Beispiel: Eine Baufinanzierung über 200.000 Euro zu einem Zinssatz von 2,0 Prozent wird mit einer Anfangstilgung von 3,0 Prozent über 15 Jahre zurückgeführt. Die Restschuld am Kreditende beträgt 95.143 Euro, die insgesamt gezahlten Zinsen summieren sich auf 45.143 Euro. Überweisen Sie das jährliche Weihnachtsgeld von beispielsweise 2.500 Euro zusätzlich in den Vertrag, schmilzt der Zinsberg auf 39.352 Euro – eine Ersparnis von rund 6.000 Euro. Zeitgleich verringert sich die Restschuld auf 51.852 Euro – ein Minus von 43.318 Euro!

Unterschiedlicher Umfang der Sondertilgung

Wie eine Biallo-Erhebung zeigt, ist die Ausgestaltung von Sondertilgungsrechten bei der Baufinanzierung von Bank zu Bank sehr unterschiedlich. Ein Differenzpunkt ist der Umfang. Die meisten Geldhäuser erlauben fünf Prozent der Darlehenssumme einmal im Jahr außerplanmäßig in den Vertrag einzuzahlen, so etwa SKG Bank, ING-Diba oder 1822 direkt. Bei einem Kreditbetrag von 200.000 Euro entspricht dies bis zu 10.000 Euro. Einige Kreditinstitute erlauben aber auch jährlich bis zu zehn Prozent extra zu tilgen, etwa Debeka oder Hypovereinsbank. Bei der Sparda Bank Berlin kann man neben fünf Prozent kostenfreier Sondertilgung weitere fünf Prozent gegen 0,1 Prozent Zinsaufschlag beantragen.

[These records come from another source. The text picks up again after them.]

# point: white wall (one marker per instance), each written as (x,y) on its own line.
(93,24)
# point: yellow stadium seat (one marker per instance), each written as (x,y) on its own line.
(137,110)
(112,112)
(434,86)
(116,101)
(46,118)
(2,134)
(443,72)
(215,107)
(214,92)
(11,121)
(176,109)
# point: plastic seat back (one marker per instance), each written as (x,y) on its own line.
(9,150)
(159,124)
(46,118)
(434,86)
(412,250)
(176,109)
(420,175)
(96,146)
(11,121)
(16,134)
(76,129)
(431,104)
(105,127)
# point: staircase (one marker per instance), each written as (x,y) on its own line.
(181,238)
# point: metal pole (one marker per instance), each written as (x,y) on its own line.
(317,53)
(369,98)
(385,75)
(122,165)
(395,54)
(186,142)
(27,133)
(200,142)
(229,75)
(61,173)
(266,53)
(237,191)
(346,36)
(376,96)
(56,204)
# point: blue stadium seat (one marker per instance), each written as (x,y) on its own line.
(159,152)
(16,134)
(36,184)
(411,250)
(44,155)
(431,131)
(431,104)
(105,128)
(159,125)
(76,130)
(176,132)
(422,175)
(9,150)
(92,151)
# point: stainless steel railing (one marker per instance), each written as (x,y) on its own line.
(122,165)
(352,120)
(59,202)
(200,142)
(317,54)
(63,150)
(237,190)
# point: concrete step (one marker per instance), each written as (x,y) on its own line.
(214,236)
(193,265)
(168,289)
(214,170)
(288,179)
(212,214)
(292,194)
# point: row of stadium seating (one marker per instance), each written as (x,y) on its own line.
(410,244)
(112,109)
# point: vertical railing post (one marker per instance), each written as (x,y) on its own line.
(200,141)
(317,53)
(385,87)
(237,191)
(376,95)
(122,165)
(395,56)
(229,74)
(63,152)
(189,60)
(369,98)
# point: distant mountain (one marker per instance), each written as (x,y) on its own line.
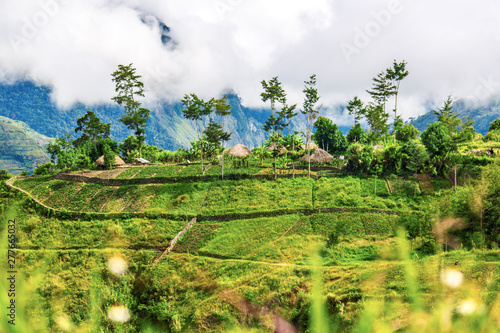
(18,151)
(167,128)
(483,115)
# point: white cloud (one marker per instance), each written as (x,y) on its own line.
(73,46)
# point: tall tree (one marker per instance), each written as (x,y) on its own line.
(396,74)
(382,89)
(289,113)
(129,89)
(377,119)
(308,108)
(92,129)
(328,136)
(196,108)
(355,108)
(447,116)
(215,136)
(222,108)
(273,92)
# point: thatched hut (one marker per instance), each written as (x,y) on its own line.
(319,156)
(118,161)
(240,150)
(283,150)
(312,145)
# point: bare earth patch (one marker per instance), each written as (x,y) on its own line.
(103,174)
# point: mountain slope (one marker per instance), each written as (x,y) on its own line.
(167,128)
(18,151)
(483,115)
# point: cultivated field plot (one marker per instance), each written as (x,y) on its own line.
(221,197)
(46,233)
(249,195)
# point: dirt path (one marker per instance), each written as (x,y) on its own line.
(11,181)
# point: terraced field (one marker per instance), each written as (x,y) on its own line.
(261,243)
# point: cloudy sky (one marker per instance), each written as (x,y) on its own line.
(451,46)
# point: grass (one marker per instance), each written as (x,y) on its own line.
(254,195)
(262,262)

Verbraucherunfreundlich sind hingegen die Verträge der Commerzbank, die Sondertilgungen nur gegen Aufpreis vorsehen. Ein spezieller Fall sind die Bausparkassen. Anbieter wie LBS oder die Bausparkasse Mainz ermöglichen Sondertilgungen nur im Rahmen von Bausparverträgen, nicht aber bei klassischen Annuitätendarlehen.

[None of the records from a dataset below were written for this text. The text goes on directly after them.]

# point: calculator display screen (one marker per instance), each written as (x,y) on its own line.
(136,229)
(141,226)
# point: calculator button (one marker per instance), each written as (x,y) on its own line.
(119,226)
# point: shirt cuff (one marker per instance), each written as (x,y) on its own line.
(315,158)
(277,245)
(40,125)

Kosten bei der Sondertilgung vermeiden

Bei der Baufinanzierung ist es inzwischen Standard, dass die Kreditinstitute für begrenzte Sondertilgungen keinen Aufpreis mehr verlangen. Beispiele hierfür sind u.a. 1822 direkt, ING-Diba, BB Bank und Ergo Versicherung. „Solche Angebote sollte man auf jeden Fall annehmen und vertraglich festschreiben“, rät die Verbraucherzentrale Bremen. Denn Kreditnehmer erhalten hohe Rückzahlungsfreiheiten zum Nulltarif. Doch so großzügig zeigen sich nicht alle Institute. Manche Geldhäuser berechnen grundsätzlich Zusatzzinsen für eine Sondertilgungsoption, andere erheben einen Aufpreis erst ab einer bestimmten Zahlungshöhe.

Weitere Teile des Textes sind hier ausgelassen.